Tuesday, April 3, 2012

Foundation

Before The Fall, I hadn't spent a ton of time doing what my brother does. Dave started in the construction business while he was still in high school. From drywall finisher to running that business to eventually managing the construction of hospitals. Sure, I did a little drywall work with him (which I hated) and put in a good number of hours helping him build his house (which I liked) but I never did it for a living. 

Still, one thing that the last two years of working with him has given me is an appreciation for the potential of things. Knowing that the bare patch of ground in front of you is going to be someone's home, built by your design and with your own hands, is pretty awesome. I got those feel-good vibes this morning as we walked the area where the expansion is going to be built. 

Mind you, we did it with and armed guard that took the occasional zombie down, but that only slightly marred the experience for us. I don't know where they came from, but there's been a sizable influx of old school zombies pelting New Haven for the last day. 

So, guard in tow, we took a walk. The expansion is going to be big. Dave has been toying with the layout for a long time, and I saw a lot of spray-painted rectangles and squares on the ground where he'd begun marking off where things would go. One major advantage in being able to build a huge section of new housing from scratch is that you can design the thing to every specification you want. For example, the center of the expansion is a large building meant to house the living and office spaces of the council and other folks who run New Haven. It will have its own wall, enough space to hold a few hundred people in an emergency, and will be topped with a watchtower. 

Also, there will be plumbing. I haven't been brave enough to ask Dave how that's going to work, but he assures me there will be running water aplenty. If he's figured out a way to have flush toilets, I'm going to name a kid after him. 

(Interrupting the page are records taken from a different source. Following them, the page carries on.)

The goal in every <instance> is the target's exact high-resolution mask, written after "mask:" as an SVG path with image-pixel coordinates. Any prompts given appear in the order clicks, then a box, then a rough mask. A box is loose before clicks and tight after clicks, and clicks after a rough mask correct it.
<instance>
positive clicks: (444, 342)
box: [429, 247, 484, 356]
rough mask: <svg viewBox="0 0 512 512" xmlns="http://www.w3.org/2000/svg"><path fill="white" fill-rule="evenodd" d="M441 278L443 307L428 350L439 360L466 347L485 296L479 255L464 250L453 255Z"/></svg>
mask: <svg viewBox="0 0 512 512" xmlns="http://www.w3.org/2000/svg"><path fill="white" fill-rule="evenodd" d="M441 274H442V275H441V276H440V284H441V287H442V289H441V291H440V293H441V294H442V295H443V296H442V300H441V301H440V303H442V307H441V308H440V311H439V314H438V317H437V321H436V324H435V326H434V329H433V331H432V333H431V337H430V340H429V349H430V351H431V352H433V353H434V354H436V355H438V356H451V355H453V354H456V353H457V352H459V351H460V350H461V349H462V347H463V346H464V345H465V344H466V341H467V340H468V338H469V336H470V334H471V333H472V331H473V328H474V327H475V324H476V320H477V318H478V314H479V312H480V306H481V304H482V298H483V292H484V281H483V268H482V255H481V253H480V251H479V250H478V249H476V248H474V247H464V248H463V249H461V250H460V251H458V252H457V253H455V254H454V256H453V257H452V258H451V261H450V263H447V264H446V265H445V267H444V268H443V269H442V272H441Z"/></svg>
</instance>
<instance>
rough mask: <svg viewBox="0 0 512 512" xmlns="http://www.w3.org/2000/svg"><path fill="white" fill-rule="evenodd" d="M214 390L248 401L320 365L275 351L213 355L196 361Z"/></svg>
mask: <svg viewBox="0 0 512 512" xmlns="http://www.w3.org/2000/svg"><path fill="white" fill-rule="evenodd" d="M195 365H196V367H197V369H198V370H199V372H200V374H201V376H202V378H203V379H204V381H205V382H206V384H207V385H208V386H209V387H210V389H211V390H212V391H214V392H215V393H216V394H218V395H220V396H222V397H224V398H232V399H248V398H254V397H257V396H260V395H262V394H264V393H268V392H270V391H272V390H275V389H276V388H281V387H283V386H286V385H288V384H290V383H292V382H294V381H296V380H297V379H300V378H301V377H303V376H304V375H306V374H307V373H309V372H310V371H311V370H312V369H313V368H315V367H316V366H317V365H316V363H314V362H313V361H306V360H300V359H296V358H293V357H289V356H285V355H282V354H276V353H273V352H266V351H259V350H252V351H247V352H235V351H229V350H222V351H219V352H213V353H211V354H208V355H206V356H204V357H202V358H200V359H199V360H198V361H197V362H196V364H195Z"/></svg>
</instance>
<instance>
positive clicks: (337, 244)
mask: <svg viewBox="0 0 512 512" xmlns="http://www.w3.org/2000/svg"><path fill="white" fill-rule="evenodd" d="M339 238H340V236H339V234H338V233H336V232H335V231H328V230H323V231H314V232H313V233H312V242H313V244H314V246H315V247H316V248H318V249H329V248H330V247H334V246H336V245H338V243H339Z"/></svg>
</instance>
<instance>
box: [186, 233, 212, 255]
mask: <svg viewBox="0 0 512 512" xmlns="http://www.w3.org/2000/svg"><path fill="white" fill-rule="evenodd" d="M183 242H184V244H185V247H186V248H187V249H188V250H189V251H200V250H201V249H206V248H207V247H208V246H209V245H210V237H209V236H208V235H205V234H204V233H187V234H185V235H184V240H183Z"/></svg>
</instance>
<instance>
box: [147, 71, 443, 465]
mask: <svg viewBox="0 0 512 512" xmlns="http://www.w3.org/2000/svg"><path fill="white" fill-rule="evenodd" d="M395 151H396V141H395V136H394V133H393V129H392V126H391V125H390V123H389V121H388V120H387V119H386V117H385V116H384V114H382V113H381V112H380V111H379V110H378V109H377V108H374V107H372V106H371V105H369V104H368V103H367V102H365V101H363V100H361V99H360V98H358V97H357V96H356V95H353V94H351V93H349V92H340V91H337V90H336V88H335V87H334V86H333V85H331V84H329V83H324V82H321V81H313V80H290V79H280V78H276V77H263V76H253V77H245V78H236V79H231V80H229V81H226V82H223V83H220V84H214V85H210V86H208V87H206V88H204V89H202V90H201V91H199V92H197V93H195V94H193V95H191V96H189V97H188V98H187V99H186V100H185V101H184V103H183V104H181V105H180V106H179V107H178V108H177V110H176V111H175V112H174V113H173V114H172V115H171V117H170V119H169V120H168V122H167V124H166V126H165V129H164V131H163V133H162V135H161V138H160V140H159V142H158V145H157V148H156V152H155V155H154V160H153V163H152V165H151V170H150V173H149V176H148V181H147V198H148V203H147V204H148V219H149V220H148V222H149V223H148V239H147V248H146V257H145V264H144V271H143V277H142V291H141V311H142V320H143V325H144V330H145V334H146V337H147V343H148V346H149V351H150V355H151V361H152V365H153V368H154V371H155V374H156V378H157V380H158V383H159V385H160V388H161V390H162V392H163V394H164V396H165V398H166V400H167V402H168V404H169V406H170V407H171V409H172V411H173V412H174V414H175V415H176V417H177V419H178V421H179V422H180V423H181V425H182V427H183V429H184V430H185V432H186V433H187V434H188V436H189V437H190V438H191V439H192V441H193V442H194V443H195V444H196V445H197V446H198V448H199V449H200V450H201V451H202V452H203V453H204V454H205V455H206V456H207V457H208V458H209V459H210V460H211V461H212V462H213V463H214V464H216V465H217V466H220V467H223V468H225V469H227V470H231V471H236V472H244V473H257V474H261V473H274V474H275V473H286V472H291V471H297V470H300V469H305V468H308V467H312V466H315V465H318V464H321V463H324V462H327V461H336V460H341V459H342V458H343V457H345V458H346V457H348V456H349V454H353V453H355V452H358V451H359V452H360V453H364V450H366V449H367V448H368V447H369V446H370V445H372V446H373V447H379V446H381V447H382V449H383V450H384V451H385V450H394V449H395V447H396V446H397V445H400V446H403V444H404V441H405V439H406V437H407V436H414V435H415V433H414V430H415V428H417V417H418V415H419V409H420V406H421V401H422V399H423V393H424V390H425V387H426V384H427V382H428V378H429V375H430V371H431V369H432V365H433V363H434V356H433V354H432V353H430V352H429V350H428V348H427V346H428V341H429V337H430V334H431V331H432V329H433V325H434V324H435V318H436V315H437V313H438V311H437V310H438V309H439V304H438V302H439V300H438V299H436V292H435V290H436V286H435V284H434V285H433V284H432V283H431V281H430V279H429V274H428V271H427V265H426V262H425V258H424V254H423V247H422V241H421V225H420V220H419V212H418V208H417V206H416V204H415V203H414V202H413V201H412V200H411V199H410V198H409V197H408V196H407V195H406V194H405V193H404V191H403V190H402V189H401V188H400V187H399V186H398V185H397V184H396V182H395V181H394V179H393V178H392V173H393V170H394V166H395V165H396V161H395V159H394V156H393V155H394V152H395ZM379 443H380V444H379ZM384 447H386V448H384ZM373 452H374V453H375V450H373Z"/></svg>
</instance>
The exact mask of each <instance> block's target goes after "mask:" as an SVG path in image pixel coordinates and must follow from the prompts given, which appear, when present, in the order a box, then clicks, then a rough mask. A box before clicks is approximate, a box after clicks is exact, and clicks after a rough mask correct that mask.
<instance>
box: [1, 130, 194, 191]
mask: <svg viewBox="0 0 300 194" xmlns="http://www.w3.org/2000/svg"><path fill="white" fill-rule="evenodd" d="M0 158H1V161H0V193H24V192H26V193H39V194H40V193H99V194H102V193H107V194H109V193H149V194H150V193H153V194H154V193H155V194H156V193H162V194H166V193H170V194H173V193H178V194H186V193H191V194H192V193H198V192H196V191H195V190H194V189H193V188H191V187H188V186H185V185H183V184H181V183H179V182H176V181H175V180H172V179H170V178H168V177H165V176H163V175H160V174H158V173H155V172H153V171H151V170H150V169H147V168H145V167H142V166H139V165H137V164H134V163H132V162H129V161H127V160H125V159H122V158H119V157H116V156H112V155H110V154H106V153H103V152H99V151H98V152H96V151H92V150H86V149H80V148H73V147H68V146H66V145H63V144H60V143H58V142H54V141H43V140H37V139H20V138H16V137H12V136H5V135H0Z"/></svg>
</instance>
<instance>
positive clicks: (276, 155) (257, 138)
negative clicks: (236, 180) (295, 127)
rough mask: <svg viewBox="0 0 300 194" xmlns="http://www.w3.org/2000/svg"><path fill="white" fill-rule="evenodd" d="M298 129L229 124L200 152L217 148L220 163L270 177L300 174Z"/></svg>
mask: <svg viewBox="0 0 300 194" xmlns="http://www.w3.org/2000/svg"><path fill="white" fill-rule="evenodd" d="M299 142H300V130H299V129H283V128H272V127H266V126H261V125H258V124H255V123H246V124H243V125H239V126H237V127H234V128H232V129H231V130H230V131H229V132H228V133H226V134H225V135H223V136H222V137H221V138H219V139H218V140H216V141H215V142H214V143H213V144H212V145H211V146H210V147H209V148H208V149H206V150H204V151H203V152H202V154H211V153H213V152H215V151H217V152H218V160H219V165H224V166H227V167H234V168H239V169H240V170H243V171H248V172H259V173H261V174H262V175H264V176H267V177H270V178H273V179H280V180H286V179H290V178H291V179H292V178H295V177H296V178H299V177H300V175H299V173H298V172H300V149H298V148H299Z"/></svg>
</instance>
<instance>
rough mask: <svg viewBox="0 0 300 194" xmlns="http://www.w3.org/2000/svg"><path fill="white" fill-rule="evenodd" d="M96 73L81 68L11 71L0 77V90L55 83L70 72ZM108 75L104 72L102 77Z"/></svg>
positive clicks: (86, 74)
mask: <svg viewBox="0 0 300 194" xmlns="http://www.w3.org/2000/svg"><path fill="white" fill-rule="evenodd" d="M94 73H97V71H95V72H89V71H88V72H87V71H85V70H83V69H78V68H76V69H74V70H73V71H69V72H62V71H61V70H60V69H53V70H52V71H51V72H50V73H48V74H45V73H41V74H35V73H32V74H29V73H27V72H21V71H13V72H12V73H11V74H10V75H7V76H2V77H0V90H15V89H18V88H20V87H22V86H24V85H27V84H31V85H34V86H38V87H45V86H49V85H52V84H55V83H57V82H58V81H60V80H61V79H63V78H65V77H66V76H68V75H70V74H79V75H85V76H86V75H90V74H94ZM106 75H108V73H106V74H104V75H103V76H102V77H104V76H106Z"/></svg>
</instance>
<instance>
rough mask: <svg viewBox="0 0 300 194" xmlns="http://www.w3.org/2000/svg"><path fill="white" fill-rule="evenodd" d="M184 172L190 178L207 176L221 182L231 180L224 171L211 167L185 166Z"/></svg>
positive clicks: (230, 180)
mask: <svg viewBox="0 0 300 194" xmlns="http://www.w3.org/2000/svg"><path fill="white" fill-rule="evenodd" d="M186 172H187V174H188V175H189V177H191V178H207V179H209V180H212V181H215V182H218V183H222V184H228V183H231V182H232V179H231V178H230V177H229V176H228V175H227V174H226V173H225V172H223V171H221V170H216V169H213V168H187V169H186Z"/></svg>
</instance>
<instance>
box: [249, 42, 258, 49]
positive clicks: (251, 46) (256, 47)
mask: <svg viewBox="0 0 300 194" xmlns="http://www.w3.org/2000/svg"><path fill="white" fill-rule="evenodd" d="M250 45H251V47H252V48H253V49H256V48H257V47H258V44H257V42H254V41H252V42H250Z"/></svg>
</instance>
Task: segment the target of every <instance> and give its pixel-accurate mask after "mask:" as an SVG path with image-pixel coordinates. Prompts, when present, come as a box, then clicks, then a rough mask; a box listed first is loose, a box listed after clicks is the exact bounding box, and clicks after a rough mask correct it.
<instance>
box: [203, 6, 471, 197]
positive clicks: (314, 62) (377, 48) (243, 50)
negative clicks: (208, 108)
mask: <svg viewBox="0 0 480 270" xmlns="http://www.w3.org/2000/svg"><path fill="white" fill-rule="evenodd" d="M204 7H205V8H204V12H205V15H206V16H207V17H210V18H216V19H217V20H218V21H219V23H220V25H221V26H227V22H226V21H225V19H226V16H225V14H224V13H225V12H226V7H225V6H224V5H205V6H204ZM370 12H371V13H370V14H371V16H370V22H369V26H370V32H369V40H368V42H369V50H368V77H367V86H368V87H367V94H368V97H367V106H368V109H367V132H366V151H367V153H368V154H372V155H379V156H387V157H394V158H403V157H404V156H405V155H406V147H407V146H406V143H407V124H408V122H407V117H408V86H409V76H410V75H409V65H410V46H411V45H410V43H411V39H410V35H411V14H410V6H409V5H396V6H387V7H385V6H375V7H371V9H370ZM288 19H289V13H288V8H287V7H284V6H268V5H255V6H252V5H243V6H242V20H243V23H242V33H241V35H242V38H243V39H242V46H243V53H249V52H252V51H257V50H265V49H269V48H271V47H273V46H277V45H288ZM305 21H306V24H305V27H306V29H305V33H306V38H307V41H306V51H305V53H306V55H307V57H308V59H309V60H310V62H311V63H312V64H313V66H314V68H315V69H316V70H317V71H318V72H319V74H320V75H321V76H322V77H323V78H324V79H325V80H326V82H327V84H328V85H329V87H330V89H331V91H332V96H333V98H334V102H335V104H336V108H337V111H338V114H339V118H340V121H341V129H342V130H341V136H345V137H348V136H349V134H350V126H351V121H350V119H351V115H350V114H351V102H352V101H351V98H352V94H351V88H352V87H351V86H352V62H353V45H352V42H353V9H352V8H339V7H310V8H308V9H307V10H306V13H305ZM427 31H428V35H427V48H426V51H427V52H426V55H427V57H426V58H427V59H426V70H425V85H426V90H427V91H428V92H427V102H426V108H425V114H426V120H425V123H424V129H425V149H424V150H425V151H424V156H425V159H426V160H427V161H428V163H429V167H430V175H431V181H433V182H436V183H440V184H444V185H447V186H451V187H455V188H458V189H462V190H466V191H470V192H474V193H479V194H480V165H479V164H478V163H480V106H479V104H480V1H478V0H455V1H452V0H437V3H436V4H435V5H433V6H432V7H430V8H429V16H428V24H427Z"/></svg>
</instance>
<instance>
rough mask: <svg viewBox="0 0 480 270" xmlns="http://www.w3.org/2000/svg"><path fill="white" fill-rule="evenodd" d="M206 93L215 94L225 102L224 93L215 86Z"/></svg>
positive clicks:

While the majority of the expansion is just in the planning stages, work has actually begun on the new wall. Or at least on the trench that will become the new wall. The soil around here is heavy with clay, and since that's such an abundant resource, Dave has some people digging a series of concentric trenches around where the new wall will be. The material being excavated will be shaped and baked into large bricks, which will eventually be the foundation and structure of the wall. 

So far, just holes in the ground. But holes with potential, damn it!

The work is going to go slowly for a long while. We're saving the fuel for the heavy machinery until we absolutely need it, so it's hand tools for the people working. Lot of folks are putting in an hour here and there in addition to the small crew of dedicated workers under Dave's direction. Slowly, we'll get there. Once we can entice more people to join us, the expansion should begin to grow at a good pace. 

As we walked along I listened to Dave excitedly explaining his ideas to me, and I couldn't help but smile. My brother has always been that way about his work--calculated, efficient, but with undertones of the child he had been. The one who loved building blocks for all the permutations they could be shaped into. 

I smiled with him, and realized that not only would we be building something from nothing, but also something new. Not a repurposed building from before The Fall, or a wall made of old materials. The expansion will be something born of the adversity we face, created by us in an era with no easy solutions. That's a hell of a thing. It makes me proud. Proud for what we've achieved, and for the willingness of our people to manage greater things.